Benson reconoce, por supuesto, que estas tres cosas —la decisión, el plan, el apoyo— pueden darse en una relación de simple convivencia, pero, aun así, «estos ingredientes psicológicos no están automáticamente presentes si las parejas no se casan del mismo modo en que lo están si sí lo hacen».

No se trata solo de durar

Los datos de diferentes estudios no solo apuntan a que aún existe una relación entre cohabitación y mayor riesgo de divorcio, sino que el convivir antes de casarse también está asociado a una peor vivencia del matrimonio. Lo que interesa para la vida de las personas no es mantener matrimonios duraderos sin importar el cómo, sino matrimonios duraderos y felices.
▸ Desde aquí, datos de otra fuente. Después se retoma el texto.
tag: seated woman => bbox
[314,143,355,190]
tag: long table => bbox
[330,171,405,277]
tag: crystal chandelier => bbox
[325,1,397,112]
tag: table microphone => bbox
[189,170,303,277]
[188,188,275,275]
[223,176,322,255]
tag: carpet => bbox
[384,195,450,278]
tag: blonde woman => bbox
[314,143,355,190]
Sin embargo, la mayoría de los estudios no se fijan en la calidad. Este trabajo de Scott Stanley, Galena Rhoades y Howard Markman recoge que la calidad matrimonial es mucho más baja entre quienes empezaron a vivir juntos antes de comprometerse o de casarse. También se asocia la cohabitación con peor comunicación matrimonial y menor satisfacción. En este artículo del New York Times se afirma que el riesgo de relaciones de calidad deficiente y de una posible ruptura es mayor en los casos de los que enlazan cohabitaciones, los que tienen diferentes niveles de compromiso al empezar a convivir y los que usan la cohabitación como una prueba.
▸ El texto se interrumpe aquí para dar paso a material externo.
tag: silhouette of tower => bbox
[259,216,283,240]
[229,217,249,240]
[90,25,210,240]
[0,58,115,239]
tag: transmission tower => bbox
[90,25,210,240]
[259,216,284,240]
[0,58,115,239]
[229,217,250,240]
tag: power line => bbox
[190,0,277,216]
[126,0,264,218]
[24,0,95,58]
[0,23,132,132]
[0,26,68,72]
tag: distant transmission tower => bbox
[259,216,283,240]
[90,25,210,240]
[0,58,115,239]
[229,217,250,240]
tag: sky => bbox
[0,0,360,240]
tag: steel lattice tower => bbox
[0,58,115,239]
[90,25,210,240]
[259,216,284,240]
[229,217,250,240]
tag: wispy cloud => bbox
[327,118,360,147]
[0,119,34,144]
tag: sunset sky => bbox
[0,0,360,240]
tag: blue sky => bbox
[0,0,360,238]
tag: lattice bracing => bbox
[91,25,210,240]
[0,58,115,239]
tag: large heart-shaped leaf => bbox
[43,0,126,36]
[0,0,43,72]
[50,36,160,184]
Un estudio en nueve países europeos muestra que las personas que cohabitan tienden a deslizarse hacia una visión más permisiva del divorcio, mientras que las personas que se casan tienden hacia una visión menos permisiva. Además, como señala este artículo, «las actitudes favorables hacia el divorcio están vinculadas a patrones de interacción matrimonial que disminuyen la calidad del matrimonio y aumentan la probabilidad de divorcio».

La sabiduría popular puede presentar como muy lógica y madura la opción de esperar a los 30 a casarse y la elección de vivir juntos antes de hacerlo, con vistas a asegurar el éxito matrimonial. Pero los estudios apuntan en otra dirección, y no solo con datos, sino con razones.